Günter Grass, German novelist and poet and a Nobel Laureate, is causing a stir with his poem "What has to be said." You can see him read it here. As poetry goes, it is a sad joke; it has no redeeming poetic qualities whatsoever. Instead, it displays every last bit of incoherence and moralistic-condescension-as-politics that makes German left-wing public discourse to sickening to watch, especially for those who (like me) actually can occasionally see some merit in the arguments. This time, however, there are no such redeeming features.


Let's start in the beginning. What is it that Grass feels he has to say? He can no longer remain silent, he says, given that Israel now claims a right for a first strike on Iran. He thinks that this is all wrong. Israel has nuclear weapons, many; and the mean Israelis don't even want those nice Iranians to have a single one! And a pre-emptive strike? How evil. The German involvement, the reason why Grass now has to go public? Selling submarines to Israel. In his book, this is equivalent to collaborating in a crime against world peace. If this all sounds confused and confusing to you, that is because it is. Grass was never very coherent, but old age has not helped. Some of his novels are decent, and form part of German curricula for a reason. 


If you think in abstract categories of "should sovereign states be allowed to decide if they want nuclear weapons", the most you can say is that there a hint of logic here. Almost a century ago, the German economist/lawyer/sociologist Max Weber distinguished two types of ethics - ethics of intent ("Gesinnungsethik") and ethics of responsibility ("Verantwortungsethik"). One cares about feeling superior and good about your own intentions, and consequences be damned; the other thinks through what the results of one's own actions will be, and then decides on a responsible course of action. Tom Lehrer, the American mathematician and comedian, described the left-wing penchant for ethics of responsibility best in his Folk Song Army:
One type of song that has come into increasing prominence in recent months is the folk-song of protest. You have to admire people who sing these songs. It takes a certain amount of courage to get up in a coffee-house or a college auditorium and come out in favor of the things that everybody else in the audience is against like peace and justice and brotherhood and so on. The nicest thing about a protest song is that it makes you feel so good...

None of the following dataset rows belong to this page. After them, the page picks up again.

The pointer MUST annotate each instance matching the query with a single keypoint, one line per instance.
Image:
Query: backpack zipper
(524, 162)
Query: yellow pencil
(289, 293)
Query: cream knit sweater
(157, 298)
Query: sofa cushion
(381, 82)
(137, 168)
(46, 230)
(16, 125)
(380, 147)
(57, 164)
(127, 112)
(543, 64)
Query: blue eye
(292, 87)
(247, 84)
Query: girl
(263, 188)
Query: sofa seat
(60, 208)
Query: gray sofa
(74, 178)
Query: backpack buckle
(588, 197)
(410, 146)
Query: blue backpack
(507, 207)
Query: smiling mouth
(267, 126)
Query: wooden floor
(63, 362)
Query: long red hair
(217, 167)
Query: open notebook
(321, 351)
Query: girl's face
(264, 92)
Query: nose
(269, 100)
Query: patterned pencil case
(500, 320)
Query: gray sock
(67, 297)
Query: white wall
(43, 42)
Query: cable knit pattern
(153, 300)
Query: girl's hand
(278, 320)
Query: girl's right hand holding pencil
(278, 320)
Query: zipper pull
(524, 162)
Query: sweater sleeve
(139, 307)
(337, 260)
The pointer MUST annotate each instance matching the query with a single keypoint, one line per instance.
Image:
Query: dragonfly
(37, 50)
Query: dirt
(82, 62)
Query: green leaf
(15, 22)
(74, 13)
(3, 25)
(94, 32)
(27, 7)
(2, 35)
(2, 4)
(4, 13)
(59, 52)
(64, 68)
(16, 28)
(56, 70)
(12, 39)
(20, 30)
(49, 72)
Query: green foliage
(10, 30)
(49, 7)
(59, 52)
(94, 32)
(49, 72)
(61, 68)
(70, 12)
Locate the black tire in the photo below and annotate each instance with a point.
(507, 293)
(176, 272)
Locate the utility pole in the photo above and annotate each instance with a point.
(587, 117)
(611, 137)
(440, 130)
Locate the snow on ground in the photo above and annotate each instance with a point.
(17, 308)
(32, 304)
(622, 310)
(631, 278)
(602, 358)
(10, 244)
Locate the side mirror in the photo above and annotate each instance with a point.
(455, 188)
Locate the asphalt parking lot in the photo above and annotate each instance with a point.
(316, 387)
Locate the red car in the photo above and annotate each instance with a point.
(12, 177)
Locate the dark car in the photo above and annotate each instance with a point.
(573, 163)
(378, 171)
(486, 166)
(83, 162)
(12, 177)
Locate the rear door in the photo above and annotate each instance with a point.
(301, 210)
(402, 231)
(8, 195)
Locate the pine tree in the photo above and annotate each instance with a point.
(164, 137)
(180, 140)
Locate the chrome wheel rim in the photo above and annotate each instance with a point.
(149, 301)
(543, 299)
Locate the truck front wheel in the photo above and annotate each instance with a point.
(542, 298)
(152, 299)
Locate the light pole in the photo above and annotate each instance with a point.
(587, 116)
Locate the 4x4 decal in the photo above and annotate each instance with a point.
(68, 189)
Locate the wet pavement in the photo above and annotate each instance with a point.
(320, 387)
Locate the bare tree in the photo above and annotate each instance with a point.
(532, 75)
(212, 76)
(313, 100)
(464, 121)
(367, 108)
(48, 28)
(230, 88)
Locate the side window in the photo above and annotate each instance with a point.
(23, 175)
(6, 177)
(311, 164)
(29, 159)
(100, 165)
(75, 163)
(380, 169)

We are the Folk Song Army.
Everyone of us cares.
We all hate poverty, war, and injustice,
Unlike the rest of you squares.

If you feel dissatisfaction,
Strum your frustrations away.
Some people may prefer action,
But give me a folk song any old day.

Remember the war against Franco?
That's the kind where each of us belongs.
Though he may have won all the battles,
We had all the good songs.

Grass's so-called poem is ethics of intent at its most maddening. The idea of moral equivalence between Israel and Iran is so troubling that one doesn't really know where to start. Israel is the only more-or-less democratic, open, Western, more-or-less liberal country in the Middle East. Whatever one thinks of occupation policies, the country as a whole has freedom of speech, freedom of assembly, free elections, a free-market economy.  Let's think through where Grass's logic leads. Iraq, accordingly, should have also had a right to build nuclear weapons; Israel was wrong to attack the Osirak reactor in 1981, too. How would a world with an Iraqi nuclear weapon have looked? How much of Tel Aviv would be left after the last Scud missile had rained down on Israel? Not much.

I am not saying that attacking Iran now is a brilliant idea; it may well be very, very stupid, given how advanced the Iranian program is and how hard it will be to degrade Iran's nuclear capability. But the idea that the (not exactly nice) Netanyahu administration should not consider all options, faced with the chance that a madcap regime like the Iranian one might acquire the bomb, is simply bizarre. And it doesn't call for self-absorbed, vacuous and quite frankly bad "poetry" from a former soldier of the Waffen-SS, no less; it calls for considered judgement and hard choices, for responsible pragmatism.